The sequence described above is then transformed by a unified modal transformer [16] to reveal a rich cross-modality representation of each of the input features. More precisely, each input feature is projected on a same semantic plane. This transformer can be pre-trained an unsupervised manner using its auto-encoder form with data gathered during real sessions. Indeed, the previous layer of the solution is already trained so we can gather words during various sessions before using them as a training dataset. The operation is repeated as soon as the following classification and parameter extraction are done, independently from the low level features update frequencies.

Classification and Parameters Extraction.

The previous representation is directly used by a classifier to infer the action. We propose to use a simple sparse linear shallow neural network trained on labelled data for fast supervised training.

For the parameters extraction, we use residual connections as proposed in literature [18] by concatenating the low level features with their corresponding rich representation computed above. These augmented features go through conditional random fields trained with labelled data.
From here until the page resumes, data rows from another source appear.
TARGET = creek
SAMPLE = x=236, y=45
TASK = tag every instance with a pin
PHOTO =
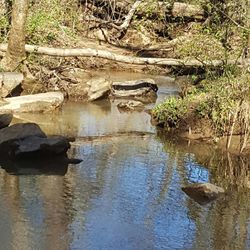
x=126, y=193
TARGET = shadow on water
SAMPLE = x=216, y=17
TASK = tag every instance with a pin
x=126, y=193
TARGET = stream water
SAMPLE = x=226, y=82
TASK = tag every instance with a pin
x=126, y=194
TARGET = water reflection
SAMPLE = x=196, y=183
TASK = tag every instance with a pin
x=125, y=194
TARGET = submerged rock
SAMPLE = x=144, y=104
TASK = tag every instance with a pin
x=5, y=120
x=143, y=90
x=43, y=102
x=203, y=193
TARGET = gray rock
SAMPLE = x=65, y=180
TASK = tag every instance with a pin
x=9, y=81
x=203, y=193
x=130, y=105
x=5, y=120
x=43, y=102
x=38, y=146
x=98, y=88
x=143, y=90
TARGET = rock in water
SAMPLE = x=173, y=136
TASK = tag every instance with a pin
x=130, y=105
x=203, y=193
x=143, y=90
x=9, y=81
x=37, y=146
x=27, y=139
x=5, y=120
x=98, y=88
x=18, y=132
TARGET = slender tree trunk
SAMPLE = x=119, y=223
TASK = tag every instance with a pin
x=16, y=45
x=248, y=27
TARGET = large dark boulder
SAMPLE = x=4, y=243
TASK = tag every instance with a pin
x=38, y=146
x=203, y=193
x=20, y=131
x=28, y=140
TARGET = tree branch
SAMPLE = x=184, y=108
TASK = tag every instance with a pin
x=88, y=52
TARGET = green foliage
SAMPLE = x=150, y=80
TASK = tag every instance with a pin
x=200, y=47
x=170, y=112
x=224, y=98
x=54, y=26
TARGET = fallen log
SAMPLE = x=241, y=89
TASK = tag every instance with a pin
x=105, y=54
x=188, y=10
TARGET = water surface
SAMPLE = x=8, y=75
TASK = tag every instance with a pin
x=126, y=194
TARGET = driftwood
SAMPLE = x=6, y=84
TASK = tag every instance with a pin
x=188, y=10
x=88, y=52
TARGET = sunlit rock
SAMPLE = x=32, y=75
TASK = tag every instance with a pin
x=43, y=102
x=5, y=120
x=130, y=105
x=143, y=90
x=203, y=193
x=9, y=82
x=98, y=88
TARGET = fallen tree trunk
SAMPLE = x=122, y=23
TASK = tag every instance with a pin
x=188, y=10
x=88, y=52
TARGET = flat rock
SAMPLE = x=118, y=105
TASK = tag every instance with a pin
x=43, y=102
x=5, y=120
x=143, y=90
x=130, y=105
x=203, y=193
x=98, y=88
x=9, y=81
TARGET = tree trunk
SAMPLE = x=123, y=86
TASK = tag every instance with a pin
x=105, y=54
x=16, y=45
x=248, y=27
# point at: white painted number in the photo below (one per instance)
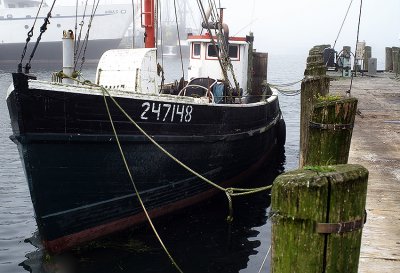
(166, 111)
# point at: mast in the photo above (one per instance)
(148, 24)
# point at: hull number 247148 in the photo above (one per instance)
(168, 112)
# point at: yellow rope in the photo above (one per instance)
(244, 191)
(228, 191)
(136, 190)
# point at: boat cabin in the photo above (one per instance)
(204, 58)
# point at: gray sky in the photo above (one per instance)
(282, 26)
(285, 26)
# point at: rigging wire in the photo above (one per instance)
(161, 34)
(213, 41)
(78, 41)
(30, 34)
(133, 24)
(86, 41)
(43, 29)
(355, 55)
(179, 39)
(344, 19)
(76, 25)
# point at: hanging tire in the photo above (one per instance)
(281, 132)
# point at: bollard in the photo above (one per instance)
(367, 56)
(388, 59)
(315, 84)
(331, 127)
(317, 219)
(395, 58)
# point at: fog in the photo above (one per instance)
(291, 26)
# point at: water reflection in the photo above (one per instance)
(200, 239)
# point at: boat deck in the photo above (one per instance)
(376, 146)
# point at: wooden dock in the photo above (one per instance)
(376, 146)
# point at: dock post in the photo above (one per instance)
(331, 128)
(314, 84)
(317, 219)
(395, 57)
(367, 56)
(388, 59)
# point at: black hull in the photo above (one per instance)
(78, 183)
(53, 50)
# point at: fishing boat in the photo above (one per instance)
(221, 125)
(109, 25)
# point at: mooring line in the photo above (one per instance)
(135, 188)
(230, 192)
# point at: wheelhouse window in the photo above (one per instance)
(196, 50)
(234, 52)
(211, 52)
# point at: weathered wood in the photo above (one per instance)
(331, 127)
(367, 56)
(315, 84)
(388, 59)
(396, 59)
(303, 198)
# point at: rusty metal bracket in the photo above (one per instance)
(327, 228)
(333, 127)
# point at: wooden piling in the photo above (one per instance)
(317, 219)
(367, 56)
(395, 58)
(331, 127)
(315, 84)
(388, 59)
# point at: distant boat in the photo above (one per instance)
(110, 23)
(222, 126)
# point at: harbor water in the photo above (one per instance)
(199, 238)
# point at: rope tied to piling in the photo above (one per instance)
(281, 88)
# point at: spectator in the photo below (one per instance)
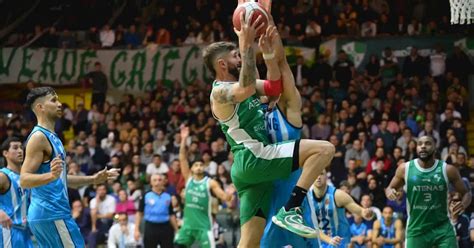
(107, 37)
(125, 205)
(131, 38)
(156, 167)
(99, 82)
(387, 231)
(157, 211)
(121, 234)
(437, 62)
(358, 153)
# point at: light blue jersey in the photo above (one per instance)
(279, 129)
(50, 201)
(15, 204)
(49, 214)
(387, 232)
(359, 230)
(331, 219)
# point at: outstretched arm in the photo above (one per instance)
(100, 177)
(455, 178)
(235, 93)
(183, 154)
(36, 148)
(393, 191)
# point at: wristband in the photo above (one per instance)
(267, 56)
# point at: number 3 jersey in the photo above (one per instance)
(427, 194)
(197, 207)
(323, 213)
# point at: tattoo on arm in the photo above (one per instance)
(223, 94)
(248, 73)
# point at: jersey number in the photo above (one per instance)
(426, 197)
(272, 123)
(324, 225)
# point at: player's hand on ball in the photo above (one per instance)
(56, 167)
(336, 241)
(248, 30)
(266, 41)
(184, 132)
(392, 194)
(5, 221)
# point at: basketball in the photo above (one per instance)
(248, 8)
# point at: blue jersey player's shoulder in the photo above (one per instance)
(278, 127)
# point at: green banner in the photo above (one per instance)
(360, 50)
(132, 70)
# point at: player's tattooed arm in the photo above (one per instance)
(224, 94)
(248, 75)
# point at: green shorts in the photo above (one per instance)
(187, 237)
(443, 236)
(254, 170)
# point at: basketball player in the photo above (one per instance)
(283, 123)
(44, 172)
(197, 220)
(387, 232)
(426, 181)
(13, 199)
(236, 105)
(326, 206)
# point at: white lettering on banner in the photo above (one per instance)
(131, 70)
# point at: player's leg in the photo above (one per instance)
(251, 232)
(21, 238)
(313, 157)
(5, 237)
(418, 242)
(183, 238)
(205, 238)
(445, 236)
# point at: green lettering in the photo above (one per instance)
(193, 77)
(50, 56)
(117, 82)
(151, 85)
(85, 56)
(25, 71)
(5, 69)
(172, 54)
(66, 76)
(205, 73)
(139, 62)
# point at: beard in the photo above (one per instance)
(427, 156)
(234, 71)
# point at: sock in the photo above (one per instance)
(296, 198)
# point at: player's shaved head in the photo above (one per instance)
(214, 51)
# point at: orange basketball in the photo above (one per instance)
(248, 8)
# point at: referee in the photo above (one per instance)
(160, 222)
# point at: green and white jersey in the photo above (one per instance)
(427, 197)
(197, 204)
(246, 126)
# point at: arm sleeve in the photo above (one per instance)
(141, 206)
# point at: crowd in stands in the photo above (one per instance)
(175, 23)
(373, 116)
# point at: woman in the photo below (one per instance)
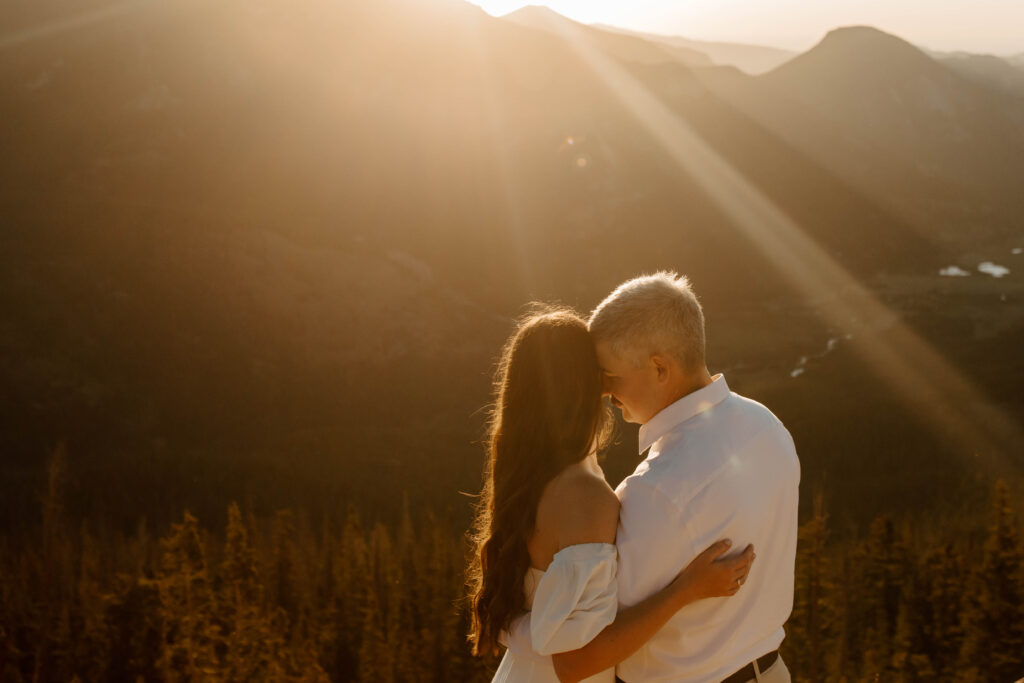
(546, 524)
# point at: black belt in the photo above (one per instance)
(747, 673)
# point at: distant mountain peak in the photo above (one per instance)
(864, 37)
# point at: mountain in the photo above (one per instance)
(251, 245)
(626, 48)
(886, 92)
(749, 58)
(987, 70)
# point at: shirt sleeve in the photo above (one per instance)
(576, 598)
(653, 543)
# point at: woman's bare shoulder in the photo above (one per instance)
(581, 507)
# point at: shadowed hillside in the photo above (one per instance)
(268, 251)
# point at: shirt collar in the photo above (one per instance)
(689, 406)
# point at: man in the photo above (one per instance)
(720, 466)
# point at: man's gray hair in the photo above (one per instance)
(651, 314)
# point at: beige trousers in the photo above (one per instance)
(777, 673)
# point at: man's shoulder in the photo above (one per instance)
(751, 409)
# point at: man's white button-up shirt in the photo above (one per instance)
(720, 466)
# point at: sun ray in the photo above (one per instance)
(82, 20)
(906, 364)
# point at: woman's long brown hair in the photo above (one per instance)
(547, 415)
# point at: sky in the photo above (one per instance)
(994, 27)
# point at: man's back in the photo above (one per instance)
(720, 466)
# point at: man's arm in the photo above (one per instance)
(706, 577)
(647, 563)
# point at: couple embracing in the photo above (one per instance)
(657, 580)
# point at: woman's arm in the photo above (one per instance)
(706, 577)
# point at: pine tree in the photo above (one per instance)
(885, 568)
(993, 645)
(811, 624)
(186, 606)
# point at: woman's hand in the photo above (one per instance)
(711, 575)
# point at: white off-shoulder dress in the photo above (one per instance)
(569, 604)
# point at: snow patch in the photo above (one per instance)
(992, 269)
(953, 271)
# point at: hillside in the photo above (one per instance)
(749, 58)
(261, 250)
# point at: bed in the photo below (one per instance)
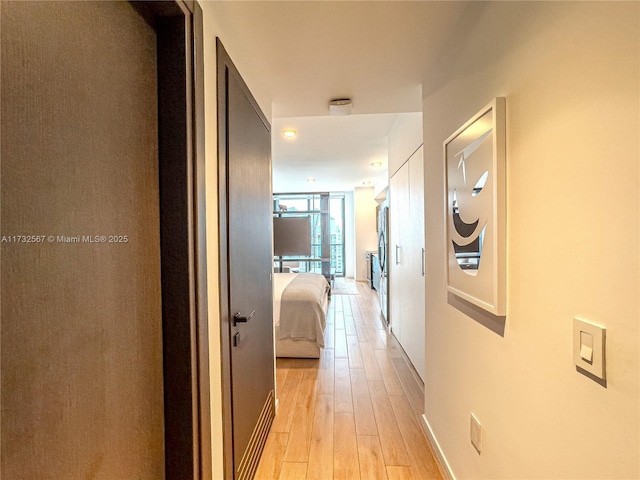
(299, 314)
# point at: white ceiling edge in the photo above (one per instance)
(336, 151)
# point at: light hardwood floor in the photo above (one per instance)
(355, 412)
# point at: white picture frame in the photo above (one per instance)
(475, 209)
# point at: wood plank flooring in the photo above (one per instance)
(355, 412)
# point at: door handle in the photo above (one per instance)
(237, 318)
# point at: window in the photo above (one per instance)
(326, 216)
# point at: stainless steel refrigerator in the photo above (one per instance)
(383, 248)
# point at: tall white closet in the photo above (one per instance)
(406, 248)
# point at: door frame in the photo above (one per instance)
(225, 67)
(185, 333)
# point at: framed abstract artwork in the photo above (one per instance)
(475, 185)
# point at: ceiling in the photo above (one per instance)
(297, 56)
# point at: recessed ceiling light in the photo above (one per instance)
(289, 133)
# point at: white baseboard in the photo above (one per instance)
(443, 465)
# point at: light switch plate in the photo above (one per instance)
(584, 331)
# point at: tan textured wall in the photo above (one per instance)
(81, 322)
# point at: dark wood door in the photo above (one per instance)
(101, 261)
(248, 331)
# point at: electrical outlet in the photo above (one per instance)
(476, 433)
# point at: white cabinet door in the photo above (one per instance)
(398, 238)
(412, 308)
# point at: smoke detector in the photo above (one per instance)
(340, 106)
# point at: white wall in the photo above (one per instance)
(365, 228)
(404, 138)
(349, 236)
(570, 73)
The labels of the dataset correspond to the different natures of arguments of the different actions. The construction of this dataset needs discussions with the users, so as to identify which part of their body language expression at which moment determines the parameter – for instance a pointing finger can be the direction of an object: this posture is then inferred as an object parameter.

Once the action and the parameters have been extracted, a solver uses this data alongside the rich representation, so as to decide Dragonfly action is to be performed. It first decides if the user has finished to communicate his intent or not and then if there are missing parameters or conflicts. It finally pilots DragonFly accordingly.

4 Conclusion and Perspectives

This paper presents a method for architectural design intent recognition in VR yet to be implemented. This model does not take into account the virtual environment context and is not able to infer several intents at the same time. Nevertheless, it deals with the asynchrony of the input, and with the multimodality used for augmented representation while having a modular architecture for future improvements.

A first prototype is currently under development and will be built incrementally alongside with the methodology presented in this paper. This prototype will have a limited vocabulary to test the relevance of our model and retrieve the missing order of magnitude and hyper-parameters of our current approach. We will also define the precise architecture of the solver. Finally, we would like to define relevant environmental variables to be added to our model to increase even further the F1-score of the model.

We are also preparing a statistical analysis of user’s body language when performing design actions in DragonFly. The objectives are to build a reference to assess the recognition performance of our solution, to validate the assumptions made on the biological variables we consider for our model and identifying confusing factors not highlighted by the literature. Moreover, it builds a first dataset for the training of our prototypes. Preliminary results show the necessity of having an assistant-like bot mainly because of the difficulty to speak naturally to a screen without expecting an answer.